I use PDF.js to show large scanned documents in a project. The backend guys configure web server to support HTTP Range Requests for better render performance. More

PDF.js supports this feature with three related options:

disableRange
disableStream
disableAutoFetch

See comments from source code.

// options used in the project.
const options = {
  // ...
  disableRange: false,
  disableStream: false,
  disableAutoFetch: false, // Auto-fetch pages after first view displayed when disableStream enabled for better performance.
  // ...
};

Render Process

Issue a GET request to fetch PDF document.
After the headers of the request resolved,
- Cancel the GET request as soon as possible(What disableStream means)
- Issue more requests to fetch data what the viewer needed to display first pages use range request.
As the user scroll, send more range requests to get necessary data.

The Bug

When user reload the page after view all pages, the first GET request become a huge range request which download the whole document, it hurts the performance badly.

How to Resolve

First, I tried to disable the cache, and the bug just disappeared. It's interesting, seems something related to the browser cache policy.
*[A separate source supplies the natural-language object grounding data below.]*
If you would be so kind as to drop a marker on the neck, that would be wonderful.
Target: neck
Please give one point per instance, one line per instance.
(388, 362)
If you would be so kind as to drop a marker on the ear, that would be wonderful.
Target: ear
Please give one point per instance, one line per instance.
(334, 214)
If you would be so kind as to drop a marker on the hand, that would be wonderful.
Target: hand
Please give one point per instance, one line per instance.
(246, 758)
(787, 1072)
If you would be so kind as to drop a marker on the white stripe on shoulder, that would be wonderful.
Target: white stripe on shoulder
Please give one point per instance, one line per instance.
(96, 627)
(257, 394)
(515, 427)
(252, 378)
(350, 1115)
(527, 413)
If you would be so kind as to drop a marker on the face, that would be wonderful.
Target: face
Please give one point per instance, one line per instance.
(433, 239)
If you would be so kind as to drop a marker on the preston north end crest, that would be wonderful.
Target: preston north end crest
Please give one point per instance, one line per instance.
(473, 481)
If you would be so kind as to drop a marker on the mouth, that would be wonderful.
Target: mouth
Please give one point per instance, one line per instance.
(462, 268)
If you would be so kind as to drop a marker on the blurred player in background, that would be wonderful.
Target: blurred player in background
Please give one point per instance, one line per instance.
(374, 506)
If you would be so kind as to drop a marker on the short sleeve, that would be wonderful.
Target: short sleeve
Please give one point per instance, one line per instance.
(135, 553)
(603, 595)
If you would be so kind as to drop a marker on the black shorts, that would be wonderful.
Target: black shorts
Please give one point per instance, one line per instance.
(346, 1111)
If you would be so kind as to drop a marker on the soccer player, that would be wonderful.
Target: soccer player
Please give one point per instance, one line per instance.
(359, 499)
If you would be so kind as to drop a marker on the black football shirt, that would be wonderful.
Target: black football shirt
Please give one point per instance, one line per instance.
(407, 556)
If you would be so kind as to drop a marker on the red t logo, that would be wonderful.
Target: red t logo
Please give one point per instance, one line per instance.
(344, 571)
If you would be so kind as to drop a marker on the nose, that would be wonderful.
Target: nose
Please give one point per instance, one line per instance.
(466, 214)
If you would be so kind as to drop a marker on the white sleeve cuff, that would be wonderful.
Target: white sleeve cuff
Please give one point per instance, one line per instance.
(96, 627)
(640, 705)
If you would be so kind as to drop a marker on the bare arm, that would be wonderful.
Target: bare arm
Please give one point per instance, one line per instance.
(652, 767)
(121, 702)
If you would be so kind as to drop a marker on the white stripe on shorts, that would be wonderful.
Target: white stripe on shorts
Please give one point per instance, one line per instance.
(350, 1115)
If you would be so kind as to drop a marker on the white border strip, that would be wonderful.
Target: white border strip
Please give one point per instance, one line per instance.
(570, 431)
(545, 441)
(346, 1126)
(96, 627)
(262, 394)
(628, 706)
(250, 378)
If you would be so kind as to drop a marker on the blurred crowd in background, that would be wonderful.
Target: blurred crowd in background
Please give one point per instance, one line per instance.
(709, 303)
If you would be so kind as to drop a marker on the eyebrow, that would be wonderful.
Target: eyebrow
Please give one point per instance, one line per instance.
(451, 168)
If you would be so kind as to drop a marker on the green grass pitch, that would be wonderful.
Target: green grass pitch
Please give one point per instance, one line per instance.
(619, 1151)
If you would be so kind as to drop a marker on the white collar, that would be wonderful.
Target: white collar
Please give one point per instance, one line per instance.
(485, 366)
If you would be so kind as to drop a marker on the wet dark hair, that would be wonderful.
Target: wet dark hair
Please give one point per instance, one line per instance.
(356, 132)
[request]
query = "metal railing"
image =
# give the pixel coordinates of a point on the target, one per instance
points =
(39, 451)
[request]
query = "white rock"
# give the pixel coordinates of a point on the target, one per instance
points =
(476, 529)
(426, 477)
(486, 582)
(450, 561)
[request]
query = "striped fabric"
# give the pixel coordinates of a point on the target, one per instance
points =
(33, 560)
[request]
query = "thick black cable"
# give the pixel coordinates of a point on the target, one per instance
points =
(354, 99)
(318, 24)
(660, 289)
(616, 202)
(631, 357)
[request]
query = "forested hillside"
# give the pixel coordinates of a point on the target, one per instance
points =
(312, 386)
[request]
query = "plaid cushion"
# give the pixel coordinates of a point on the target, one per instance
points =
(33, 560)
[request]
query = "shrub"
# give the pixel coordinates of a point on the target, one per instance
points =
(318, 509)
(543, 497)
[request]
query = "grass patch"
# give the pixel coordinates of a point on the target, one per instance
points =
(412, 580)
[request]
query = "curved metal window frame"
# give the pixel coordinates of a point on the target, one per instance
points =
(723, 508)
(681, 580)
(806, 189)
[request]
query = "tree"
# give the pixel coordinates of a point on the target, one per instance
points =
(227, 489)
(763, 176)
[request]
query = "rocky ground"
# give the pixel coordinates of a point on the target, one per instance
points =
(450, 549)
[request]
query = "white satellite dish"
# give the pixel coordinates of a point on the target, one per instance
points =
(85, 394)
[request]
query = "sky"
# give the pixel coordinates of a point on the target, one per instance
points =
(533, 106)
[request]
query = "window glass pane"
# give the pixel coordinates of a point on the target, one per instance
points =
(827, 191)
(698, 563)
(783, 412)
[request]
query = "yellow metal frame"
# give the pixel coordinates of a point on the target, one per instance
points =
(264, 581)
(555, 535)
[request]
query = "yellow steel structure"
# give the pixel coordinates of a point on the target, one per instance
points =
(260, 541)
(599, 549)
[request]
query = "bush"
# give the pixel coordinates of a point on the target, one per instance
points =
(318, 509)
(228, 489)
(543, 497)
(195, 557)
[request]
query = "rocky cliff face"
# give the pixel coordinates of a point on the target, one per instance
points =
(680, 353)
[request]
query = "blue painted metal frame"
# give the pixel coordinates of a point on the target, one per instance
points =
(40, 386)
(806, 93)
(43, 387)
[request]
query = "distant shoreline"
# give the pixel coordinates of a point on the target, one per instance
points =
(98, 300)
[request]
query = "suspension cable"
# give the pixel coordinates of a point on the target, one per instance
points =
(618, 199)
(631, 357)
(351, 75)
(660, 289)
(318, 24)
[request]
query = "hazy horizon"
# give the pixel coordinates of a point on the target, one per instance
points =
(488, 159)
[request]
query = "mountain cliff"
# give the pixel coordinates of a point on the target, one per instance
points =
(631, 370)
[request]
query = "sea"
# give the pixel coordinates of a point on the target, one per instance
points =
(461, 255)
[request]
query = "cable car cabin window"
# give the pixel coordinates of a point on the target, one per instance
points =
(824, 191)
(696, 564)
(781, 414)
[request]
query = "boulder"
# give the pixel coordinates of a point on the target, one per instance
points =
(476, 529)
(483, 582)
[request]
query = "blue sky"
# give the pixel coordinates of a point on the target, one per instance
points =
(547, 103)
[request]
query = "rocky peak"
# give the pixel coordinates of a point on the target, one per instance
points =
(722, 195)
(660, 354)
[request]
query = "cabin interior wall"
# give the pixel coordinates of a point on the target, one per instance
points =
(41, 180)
I searched for range request cache issues, it seems not supported perfectly.

So I inspected the response headers of PDF document. The first GET request seems normal. The next range requests got some Cache-Control: public, max-age=345600. I guessed maybe the public cache policy cause the bug, So I talked with DevOps and backend guys about my guess, they removed the public to verify. The bug just disappear, problem solved!

Conclusion

It seems the Chrome browser makes some magic decisions with an inappropriate cache policy. I try to find some theory to support my guess, but get nothing.